Pappelblattroller (Byctiscus populi)

Nach der Paarung rollen die Weibchen Pappel-Blätter zu einem Wickel

Name

Pappelblattroller (Byctiscus populi)

Familie

Attelabidae (Blattroller)

Körpergröße

ca. 5 mm (Körperlänge)

Merkmale

Der Pappelblattroller ist ein auffällig metallisch glänzender Rüsselkäfer, dessen Oberseite je nach Lichteinfall blaugrün, blauviolett oder kupfrig schimmert. Die Beine und der Rüssel sind ebenfalls metallisch gefärbt. Ein markantes Erkennungsmerkmal der Männchen sind zwei deutlich ausgebildete Dornen am Halsschild, die bei den Weibchen fehlen. Der Körper wirkt gedrungen und oval. Die Flügeldecken sind fein punktiert und bedecken den Hinterleib vollständig.

Lebensraum

Der Pappelblattroller besiedelt bevorzugt feuchte und halbschattige Standorte, an denen Pappeln (Populus) wachsen. Typische Lebensräume sind Uferbereiche von Bächen und Flüssen, Waldränder sowie Heide-Biotope. Die Art ist von April bis September aktiv und damit über einen vergleichsweise langen Zeitraum anzutreffen. Verbreitet ist sie in weiten Teilen Europas und Asiens, überall dort, wo geeignete Wirtspflanzen zur Verfügung stehen.

Besonderheiten

Das Brutverhalten des Pappelblattrollers ist besonders bemerkenswert: Die Weibchen rollen nach der Paarung Pappelblätter kunstfertig zu einem zylindrischen Wickel zusammen, in den sie ihre Eier ablegen. Die schlüpfenden Larven ernähren sich anschließend vom Blattgewebe dieses Wickels, der ihnen gleichzeitig als Schutz dient.

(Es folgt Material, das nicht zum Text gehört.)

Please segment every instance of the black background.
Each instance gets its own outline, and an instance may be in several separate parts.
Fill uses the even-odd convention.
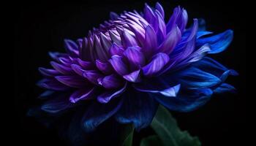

Auch die erwachsenen Käfer fressen an Pappelblättern und können bei starkem Befall zu sichtbaren Fraßschäden führen. Als ähnliche Art gilt der Rebenstecher (Byctiscus betulae), der ebenfalls Blattwickel anfertigt, sich jedoch durch andere Merkmale, insbesondere die Färbung der Unterseite und die Struktur der Stirn, vom Pappelblattroller unterscheidet.